Naoto Kan recently passed the one-year-in-office milestone, a dangerous time for Japanese premiers. His four predecessors, Yukio Hatoyama. Taro Aso, Yasuo Fukuda and Shinzo Abe, all held office for one year or less (in Aso's case he resigned after losing the 2009 general election). Kan had hopes of breaking this pattern that has been embarrassing to Japan.

Kan's Annus Horribilis got off to a bad start, and he never really recovered. Within weeks of assuming office on June 4, 2010, the Japanese went to the polls to choose half of the House of Councillors, the upper chamber of Japan's bicameral parliament. Kan's party lost enough seats to hand the chamber over to the opposition, resulting once again into a divided Diet.

The July upper house election was scarcely over before Kan was fighting for his political life in an election for president of the DPJ against his nemesis Ichiro Ozawa. Although he won a comfortable majority among the party rank-and file, he only narrowly carried the party's parliamentary members. The narrowness of that vote would portend trouble throughout the year.

A former party president, Ozawa has been a ball and chain on Kan's leadership. Kan's dilemma is that Ozawa is viewed as corrupt by the general population and a drag on the party in general, but because of his electioneering skills he is popular with the members of parliament, including about 100 freshmen members he personally recruited, groomed and placed in the Diet.

Ozawa was stripped of his party privileges last February after he was indicted on suspicion in an illegal financial transaction. In retaliation many of his supporters did not show up for a vote on the 2011 fiscal budget and 16 openly threatened to leave the party. Kan has never felt strong enough to expel Ozawa.

The recent no-confidence vote may have been submitted by the formal opposition, but its only chance of actually passing had depended on significant numbers of Ozawa followers actually voting against their own government, which or a while seemed very possible. This failed to happen only after Kan's last-minute promise to resign sometime in the near future.

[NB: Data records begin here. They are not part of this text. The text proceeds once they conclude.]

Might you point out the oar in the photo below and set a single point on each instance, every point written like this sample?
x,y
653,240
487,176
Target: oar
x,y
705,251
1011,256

The prime minister spent much of his time between the party election last September and the massive quake in March trying, mostly without success, trying to find some combination of votes that would permit him to pass important spending bills, including the authority to issue bonds that underwrite 40 percent of the budget, against an opposition promising to block any such move to force a new election.

Even now, despite the extraordinary circumstances of what has been called Japan's greatest post-war disaster, the opposition is willing to hold the budget hostage, in a move similar to Republican objections to raising the debt ceiling in the US, unless Kan resigns or perhaps a "grand coalition" government is formed.

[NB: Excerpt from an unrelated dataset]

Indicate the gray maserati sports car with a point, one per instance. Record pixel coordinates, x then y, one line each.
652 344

The earthquake and subsequent nuclear power plant meltdowns did give Kan a temporary reprieve from relentless opposition in parliament and in his own party and perhaps a chance to demonstrate leadership in a crisis. But while it is difficult to find serious fault with his government's response, it is equally difficult to pinpoint any genuine successes either.

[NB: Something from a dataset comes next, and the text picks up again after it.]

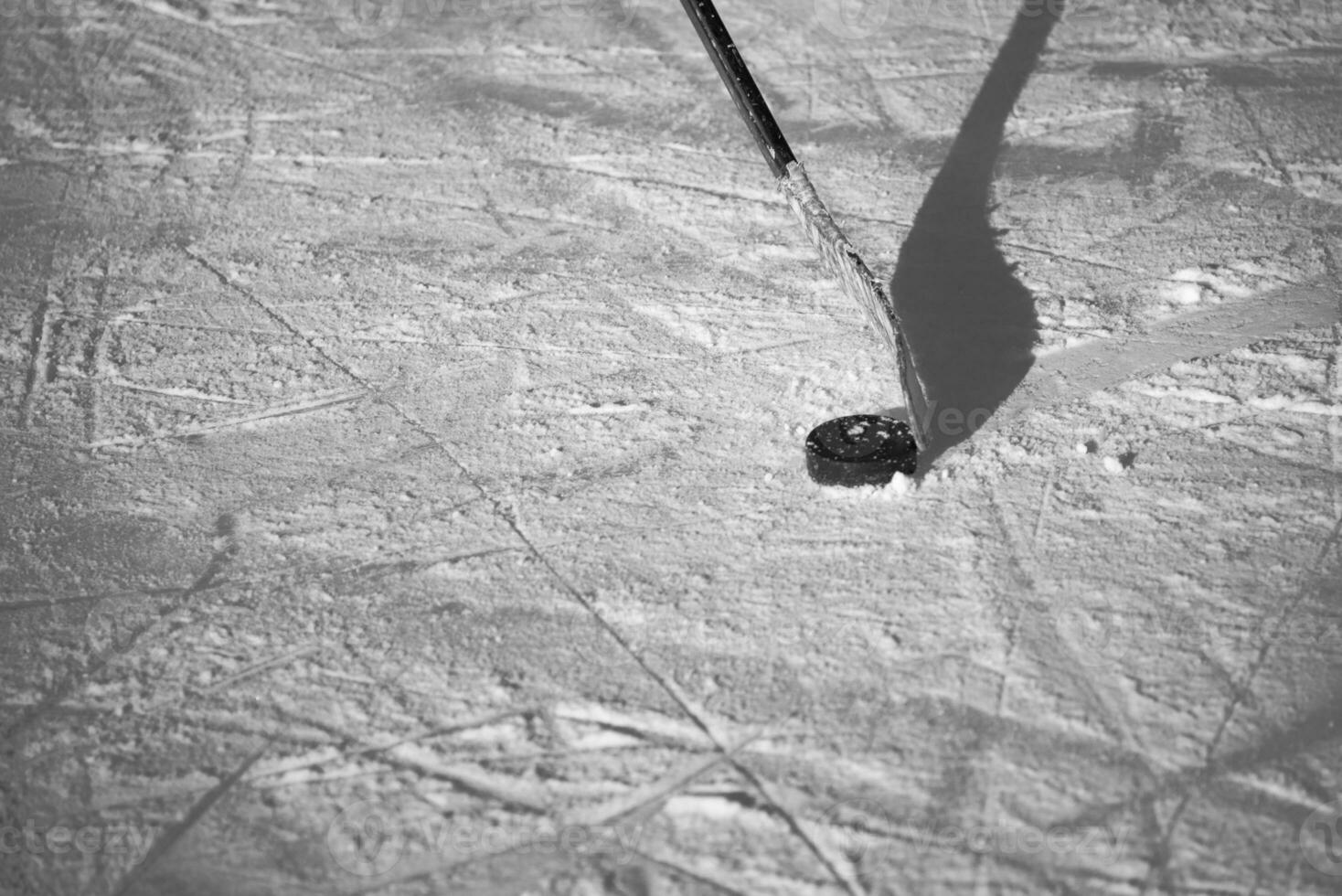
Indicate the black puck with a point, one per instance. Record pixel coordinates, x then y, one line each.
862 450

He rather impulsively flew to the stricken Fukushima nuclear power plant complex the day after the earthquake to personally assess the situation, but all it earned him was criticism for getting in the way of the plant operators struggling to contain the nuclear meltdown. When he returned to the earthquake region three weeks later, he was criticized for not reappearing sooner.

When Kan entered office a year ago, he had two main goals. One was to fix the social security system, which like many similar entitlement programs is suffering from an aging workforce, by raising the sales tax from the current 5 percent to 10 percent. Another was to enter into more free trade agreements, an area where Japan is losing ground to regional neighbors such as South Korea.

His authority weakened at first by defeat in the upper house elections and by subsequent events including a no confidence motion, which have delayed any real progress on social security reform, certainly under a Kan administration. Meanwhile, the need to refocus attention on rebuilding the devastated northeast, has swept any real thought to pushing more free-trade zones off of the table, at least for now.